Gabo – Il Mondo di GarcÃa Márquez
“Molti anni dopo, di fronte al plotone di esecuzione, il colonnello Aureliano Buendìa si sarebbe ricordato di quel remoto pomeriggio in cui suo padre lo aveva condotto a conoscere il ghiaccio. Macondo era allora un villaggio di venti case di argilla e di canna selvatica costruito sulla riva di un fiume dalle acque diafane che rovinavano per un letto di pietre levigate, bianche ed enormi come uova preistoriche. Il mondo era così recente, che molte cose erano prive di nome, e per citarle bisognava indicarle col dito...”. Chi ama Gabriel García Márquez avrà senz’altro riconosciuto il memorabile incipit del romanzo Cent’anni di solitudine, che nel 1982 gli valse il Premio Nobel.

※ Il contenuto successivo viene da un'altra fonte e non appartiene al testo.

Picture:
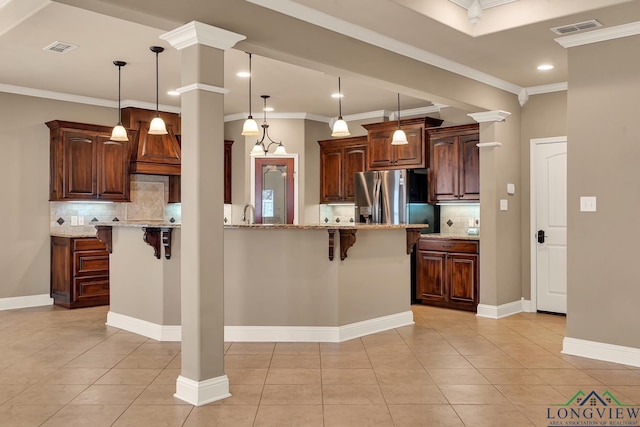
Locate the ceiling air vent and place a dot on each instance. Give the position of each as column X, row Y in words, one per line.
column 572, row 28
column 60, row 47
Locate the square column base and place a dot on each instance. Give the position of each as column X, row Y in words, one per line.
column 200, row 393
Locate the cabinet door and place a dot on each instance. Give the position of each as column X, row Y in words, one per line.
column 470, row 170
column 355, row 160
column 430, row 276
column 113, row 169
column 381, row 154
column 411, row 154
column 443, row 153
column 463, row 279
column 79, row 165
column 331, row 174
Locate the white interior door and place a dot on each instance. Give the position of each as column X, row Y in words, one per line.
column 550, row 231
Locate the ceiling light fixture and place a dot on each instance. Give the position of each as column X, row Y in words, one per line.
column 399, row 137
column 250, row 127
column 119, row 133
column 259, row 148
column 340, row 127
column 157, row 126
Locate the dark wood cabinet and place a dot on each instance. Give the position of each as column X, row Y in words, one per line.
column 454, row 164
column 175, row 195
column 86, row 165
column 383, row 155
column 447, row 273
column 340, row 159
column 79, row 272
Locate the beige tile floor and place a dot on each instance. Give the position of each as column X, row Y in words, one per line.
column 66, row 368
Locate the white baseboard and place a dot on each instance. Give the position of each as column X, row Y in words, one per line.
column 202, row 392
column 144, row 328
column 601, row 351
column 13, row 303
column 268, row 333
column 499, row 311
column 316, row 334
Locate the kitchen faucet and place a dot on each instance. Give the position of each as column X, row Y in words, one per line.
column 244, row 214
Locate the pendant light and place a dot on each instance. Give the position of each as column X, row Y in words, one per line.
column 399, row 137
column 157, row 126
column 119, row 133
column 259, row 148
column 340, row 127
column 250, row 126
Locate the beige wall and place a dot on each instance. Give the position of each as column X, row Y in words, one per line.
column 543, row 116
column 603, row 155
column 24, row 172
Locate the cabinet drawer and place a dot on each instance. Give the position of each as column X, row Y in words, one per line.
column 91, row 262
column 89, row 287
column 88, row 244
column 447, row 245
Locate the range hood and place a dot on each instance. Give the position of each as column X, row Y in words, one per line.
column 153, row 154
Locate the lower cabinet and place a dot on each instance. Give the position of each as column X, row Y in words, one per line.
column 79, row 272
column 447, row 273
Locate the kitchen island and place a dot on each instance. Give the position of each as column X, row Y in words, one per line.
column 280, row 283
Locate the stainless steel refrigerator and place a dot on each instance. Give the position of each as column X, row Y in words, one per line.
column 381, row 197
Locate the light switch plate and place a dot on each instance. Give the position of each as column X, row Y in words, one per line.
column 587, row 204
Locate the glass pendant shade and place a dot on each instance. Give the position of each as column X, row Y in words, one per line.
column 250, row 127
column 340, row 128
column 157, row 126
column 119, row 133
column 399, row 138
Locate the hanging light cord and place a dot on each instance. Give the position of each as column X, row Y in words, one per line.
column 339, row 101
column 250, row 74
column 398, row 110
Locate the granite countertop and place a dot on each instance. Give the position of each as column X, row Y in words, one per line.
column 327, row 226
column 451, row 236
column 147, row 223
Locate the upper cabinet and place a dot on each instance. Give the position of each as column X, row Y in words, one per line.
column 383, row 155
column 86, row 165
column 454, row 163
column 340, row 159
column 153, row 154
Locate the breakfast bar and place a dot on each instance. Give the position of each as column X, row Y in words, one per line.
column 280, row 285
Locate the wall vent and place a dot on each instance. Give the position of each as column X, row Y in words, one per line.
column 572, row 28
column 60, row 47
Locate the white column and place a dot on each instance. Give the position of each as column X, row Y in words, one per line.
column 202, row 379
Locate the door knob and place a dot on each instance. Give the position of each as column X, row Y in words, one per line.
column 540, row 236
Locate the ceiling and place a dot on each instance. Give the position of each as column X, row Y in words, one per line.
column 299, row 47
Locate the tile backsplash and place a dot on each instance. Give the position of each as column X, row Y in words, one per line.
column 149, row 195
column 454, row 219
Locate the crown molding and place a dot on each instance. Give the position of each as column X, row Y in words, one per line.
column 595, row 36
column 198, row 33
column 307, row 14
column 490, row 116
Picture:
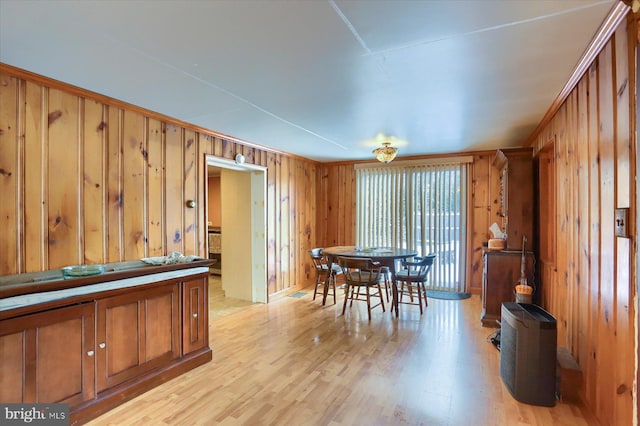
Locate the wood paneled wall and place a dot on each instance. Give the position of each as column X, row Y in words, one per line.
column 336, row 201
column 588, row 286
column 89, row 179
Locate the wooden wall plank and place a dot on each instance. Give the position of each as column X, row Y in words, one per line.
column 156, row 235
column 134, row 153
column 190, row 193
column 35, row 171
column 64, row 174
column 9, row 171
column 624, row 313
column 148, row 169
column 272, row 224
column 594, row 269
column 174, row 188
column 623, row 136
column 591, row 384
column 114, row 186
column 284, row 226
column 479, row 219
column 94, row 207
column 582, row 189
column 606, row 324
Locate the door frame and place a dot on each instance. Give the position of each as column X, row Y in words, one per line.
column 258, row 221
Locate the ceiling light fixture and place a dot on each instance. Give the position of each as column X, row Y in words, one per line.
column 386, row 153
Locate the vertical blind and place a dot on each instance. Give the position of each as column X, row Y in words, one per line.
column 421, row 207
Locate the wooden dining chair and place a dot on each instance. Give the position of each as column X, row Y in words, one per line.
column 412, row 278
column 361, row 273
column 322, row 269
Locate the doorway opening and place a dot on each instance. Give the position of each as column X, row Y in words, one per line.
column 238, row 226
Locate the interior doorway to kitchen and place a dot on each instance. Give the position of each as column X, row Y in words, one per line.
column 236, row 215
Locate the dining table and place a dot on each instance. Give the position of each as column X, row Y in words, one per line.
column 386, row 256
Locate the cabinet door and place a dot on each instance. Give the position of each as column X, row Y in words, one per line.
column 48, row 357
column 137, row 332
column 195, row 314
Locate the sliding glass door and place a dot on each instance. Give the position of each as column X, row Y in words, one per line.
column 422, row 207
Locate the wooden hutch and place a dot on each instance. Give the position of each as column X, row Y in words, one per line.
column 501, row 269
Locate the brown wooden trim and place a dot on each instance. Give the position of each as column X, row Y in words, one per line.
column 119, row 394
column 617, row 13
column 78, row 91
column 21, row 284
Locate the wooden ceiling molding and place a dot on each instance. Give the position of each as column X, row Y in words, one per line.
column 617, row 14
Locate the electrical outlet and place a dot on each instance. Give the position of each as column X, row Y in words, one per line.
column 622, row 218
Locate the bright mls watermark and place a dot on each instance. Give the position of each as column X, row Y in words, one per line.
column 34, row 414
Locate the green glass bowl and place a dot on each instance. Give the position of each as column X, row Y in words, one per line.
column 82, row 271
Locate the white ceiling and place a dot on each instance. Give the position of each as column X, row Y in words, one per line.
column 317, row 78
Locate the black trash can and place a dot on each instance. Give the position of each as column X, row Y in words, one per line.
column 528, row 345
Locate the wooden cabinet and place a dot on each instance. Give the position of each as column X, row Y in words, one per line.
column 49, row 357
column 137, row 332
column 501, row 269
column 107, row 340
column 195, row 330
column 501, row 274
column 516, row 200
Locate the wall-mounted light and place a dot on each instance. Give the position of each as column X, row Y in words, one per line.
column 386, row 153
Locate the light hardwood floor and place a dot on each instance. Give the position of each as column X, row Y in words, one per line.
column 296, row 362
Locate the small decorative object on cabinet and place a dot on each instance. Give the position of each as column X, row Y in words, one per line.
column 515, row 168
column 500, row 276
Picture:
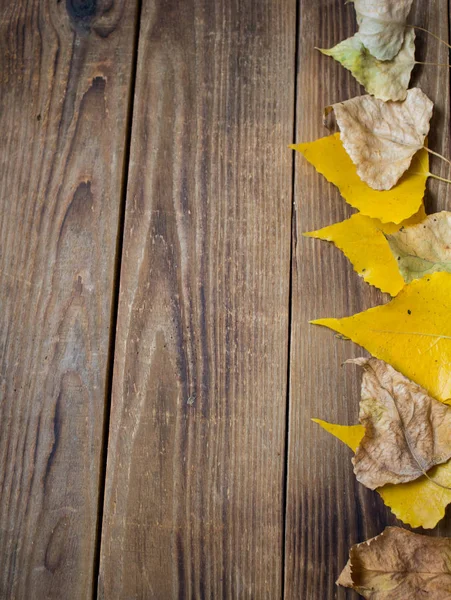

Chiamato Gabo dagli amici, Márquez è stato l’autore-simbolo di un’intera generazione, di un continente e di una lingua: ma come riuscì a cambiare perfino la letteratura del XX secolo? Attraverso le parole di chi lo frequentò, parenti, amici e conoscitori della sua vita e delle sue opere, il bellissimo documentario Gabo – Il Mondo di García Márquez prova a rispondere a questa domanda. Senza mai incappare in sterili narrazioni, Justin Webster - regista e sceneggiatore britannico che abita da anni a Barcellona - presenta la biografia dello scrittore colombiano ripercorrendone le tappe più significative. Grazie alle tante testimonianze raccolte da Webster, e alle splendide immagini di repertorio, il pubblico potrà immergersi negli angoli chiave dell’infanzia e della gioventù di Márquez: Aracataca, il paese caraibico in cui visse insieme ai nonni fino all’età di nove anni; il postribolo dove perse la verginità; il fiume che dovette risalire per raggiungere la civilizzata Bogotà; la redazione dell’Espectador, che gli offrì la possibilità di lavorare come critico cinematografico; la piccola pensione che vide nascere i suoi primi racconti.
Il filo della memoria che segue luoghi e affetti del giovane Gabriel fa ben comprendere l'importanza che ebbero per lui sia le radici natie che la figura dei nonni: se Aracataca si trasformerà infatti nella Macondo della famiglia Buendìa, il realismo magico che si respira nel suo romanzo più famoso è frutto delle tante storie raccontategli dalla superstiziosa nonna Tranquilina. Certo, condensare l’esistenza di uomo in appena 90 minuti non è impresa facile, soprattutto poi se l’uomo in questione fu colui che con i suoi scritti fece riscoprire l’America Latina al mondo intero. Eppure, Justin Webster riesce a realizzare un documentario appassionante, poetico ed estremamente interessante in cui viene svelato il “vero” Márquez: un essere umano ossessionato dall’idea della morte e della solitudine.
Malgrado ciò, l’energia e la visione fantastica che Gabo seppe rappresentare nei suoi racconti, insieme ad una nuova forma di scrittura colma di espressioni lussureggianti e metafore, dimostrano quanta vitalità vi fosse nel suo animo. Già, perché la sua sfrenata ‘voglia di vita’ sembra materializzarsi in ogni personaggio che popola i suoi libri: la candida Eréndira, l’impulsivo e virile José Arcadio Buendía e il suo malinconico e tranquillo fratello Aureliano, l’innamorato Florentino Ariza, il donnaiolo Santiago Nasar e i sanguinari Pedro e Pablo Vicario… un’ interminabile parata di portatori sani di emozioni.
Ma, con Gabo – Il Mondo di García Márquez, si entra anche nella discussa amicizia tra lo scrittore sudamericano e Fidel Castro, un rapporto, il loro, che nonostante le molte interferenze perdurò nel tempo. Il ritratto che Webster fa del leggendario autore caraibico, amato da milioni di lettori, adorato dagli amici e stimato da importanti uomini politici – vedere un commosso Bill Clinton narrare di quando, per poter leggere il romanzo appena inviatogli da Márquez fece annullare tutti gli appuntamenti alla Casa Bianca, non ha prezzo – è un magnifico regalo da non perdere.
Gabo è morto all'età di 87 anni, il 17 Aprile 2014. Avrebbe mai potuto abbandonare la vita terrena in un giorno qualsiasi colui che, alla cerimonia per il Premio Nobel, preferì indossare il caraibico liquiliqui al posto del frac? Assolutamente no. Gabriel García Márquez se ne andò infatti un Giovedì Santo, proprio come l’Ursula Iguaran di Cento Anni di Solitudine: “Sempre inseguita dal lieve sussurro delle sue sottane di olanda”.